2. "When life gives you lemons, make lemonade."

It really works -- there is a reason the idiom exists! Salzberg and Thurman encourage us to be grateful to our outer enemies for inviting us to practice the virtues of patience, courage and determination. If you find yourself overwhelmed by a demanding array clients or condescended to by a supervisor, try integrating a mindfulness practice into your routine. Take five breaths before each phone call on your agenda. Take a quick walk around your office, noting how each foot feels as it makes contact with the floor. Whatever the practice, recognize that emotional freedom is available to you. We can choose to fixate on negative people and scenarios or let go of them. Plus, feelings like anger and frustration don't even make us stronger. Instead, they cloud our judgment and make us exert our finite supply of energy toward negative ends, rather than use it to make ourselves more productive or at ease.

3. Jump for joy.

When those around you experience something positive, experiment with the Buddhist practice of "sympathetic joy." We typically think of "sympathy" as related to pity, feeling bad for somebody. But here we mean it in terms of feeling good about someone else's positive experiences.
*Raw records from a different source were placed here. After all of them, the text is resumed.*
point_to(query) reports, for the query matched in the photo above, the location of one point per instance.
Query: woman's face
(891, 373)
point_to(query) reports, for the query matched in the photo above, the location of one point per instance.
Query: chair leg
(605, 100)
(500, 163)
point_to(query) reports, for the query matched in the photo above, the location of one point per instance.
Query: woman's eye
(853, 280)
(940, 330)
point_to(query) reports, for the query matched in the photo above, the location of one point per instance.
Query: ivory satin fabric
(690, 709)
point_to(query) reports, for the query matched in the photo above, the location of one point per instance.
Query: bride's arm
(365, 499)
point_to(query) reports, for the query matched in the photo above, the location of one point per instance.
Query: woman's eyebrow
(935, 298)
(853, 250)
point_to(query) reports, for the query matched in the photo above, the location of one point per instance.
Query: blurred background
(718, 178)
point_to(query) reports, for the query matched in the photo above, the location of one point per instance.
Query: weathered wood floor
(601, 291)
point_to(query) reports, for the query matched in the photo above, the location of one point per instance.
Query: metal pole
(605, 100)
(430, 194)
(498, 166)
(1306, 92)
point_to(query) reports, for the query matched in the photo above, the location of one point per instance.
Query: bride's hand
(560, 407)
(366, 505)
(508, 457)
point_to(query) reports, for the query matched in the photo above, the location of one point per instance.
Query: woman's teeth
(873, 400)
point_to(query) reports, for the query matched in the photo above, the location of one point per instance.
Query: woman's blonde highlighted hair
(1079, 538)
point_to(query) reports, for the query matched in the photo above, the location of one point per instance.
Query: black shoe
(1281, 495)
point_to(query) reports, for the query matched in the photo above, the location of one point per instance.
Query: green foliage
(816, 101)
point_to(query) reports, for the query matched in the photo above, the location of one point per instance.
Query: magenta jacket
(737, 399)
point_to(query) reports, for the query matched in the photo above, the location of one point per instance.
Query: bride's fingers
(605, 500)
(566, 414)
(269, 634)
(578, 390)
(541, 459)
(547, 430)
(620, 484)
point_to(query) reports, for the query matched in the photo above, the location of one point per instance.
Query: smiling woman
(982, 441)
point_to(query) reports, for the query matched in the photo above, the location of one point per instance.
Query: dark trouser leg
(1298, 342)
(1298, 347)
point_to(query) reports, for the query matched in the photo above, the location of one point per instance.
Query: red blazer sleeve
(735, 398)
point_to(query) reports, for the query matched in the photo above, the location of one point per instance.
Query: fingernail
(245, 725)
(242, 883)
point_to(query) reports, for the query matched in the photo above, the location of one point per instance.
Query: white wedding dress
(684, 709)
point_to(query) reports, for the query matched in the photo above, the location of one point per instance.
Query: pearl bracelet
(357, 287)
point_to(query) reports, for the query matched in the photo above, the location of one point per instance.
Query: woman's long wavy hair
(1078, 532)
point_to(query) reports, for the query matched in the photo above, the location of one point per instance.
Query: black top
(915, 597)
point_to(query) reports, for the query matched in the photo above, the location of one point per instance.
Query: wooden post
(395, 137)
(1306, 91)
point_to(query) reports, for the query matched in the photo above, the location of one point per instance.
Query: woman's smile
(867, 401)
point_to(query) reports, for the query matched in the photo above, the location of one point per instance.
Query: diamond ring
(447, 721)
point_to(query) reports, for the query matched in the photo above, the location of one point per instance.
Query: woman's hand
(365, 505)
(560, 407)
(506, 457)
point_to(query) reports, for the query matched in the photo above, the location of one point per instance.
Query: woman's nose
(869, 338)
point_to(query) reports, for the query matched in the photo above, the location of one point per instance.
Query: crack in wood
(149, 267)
In that sense, it may more aptly be called empathetic joy, as empathy refers to the ability to share the feelings of another, rather than simply acknowledge them. When a co-worker gets a raise or promotion, it can invite feelings of heightened competition and jealousy, classic examples of the inner enemy. This stems from the false assumption that the co-worker in question is taking away our opportunities for a raise or promotion. These feelings definitely reinforce the false and painful "Us vs. Them" dynamic. Cultivating good relationships with colleagues is not just a mildly pleasant alternative to feeling disdainful of coworkers; rather, it is a powerful means of becoming happier and more productive at work.

This doesn't mean we won't feel any jealousy, but it is a matter of how we respond to jealousy. Rather than cling to it and allow it to fuel feelings of anger, deluded self-perception and eventual shame, recognize it and let it go. Use the opportunity of feeling jealous as just that -- an opportunity.

4. "Give and Take"

It is admittedly easy to confuse the virtuous practice of self-care with self-preoccupation, the less-than-virtuous habit that keeps us locked into perceiving ourselves, our behaviors and attitudes, in a stubborn and rigid way. This "Give and Take" meditation is one of the valuable exercises Salzberg and Thurman outline as an actionable way to neutralize our hostility and fear of our enemies. All it takes is breathing and an open heart.

a. On the in-breath, we use our imaginations to envision ourselves taking in the pain of others -- including our enemies.
b. Then, we imagine their suffering dissolve into our open hearts.
c. On our out-breath, we recognize the feelings of happiness that well up in us as we recognize the possibility of emotional freedom from our self-preoccupations, of turning our suffering into growth.

5. Visualize Infinite Alternatives

Meditation can take on various forms, one of which is called visualization or guided imagery meditation. In whatever form we practice, meditation allows us to observe the intricate ways in which our minds contour reality, convincing us to believe in an immutable self and reality. This is limiting, and prohibits us from recognizing our common humanity. This exercise is geared toward challenging our assumptions about other people and ourselves as always distinguished by the staid "Us vs. Them" dynamic. From there, we can recognize our common bonds, and prioritize our tasks at hand over our personal ego.

a. Begin by focusing inward.
b. Recognize that you can't find a fixed identity everywhere; there is infinite potential inside of you to enact new behaviors and establish new attitudes toward experience.
c. Draw upon this infinite energy to imagine yourself manifesting whatever it is that you and all those you love want and need.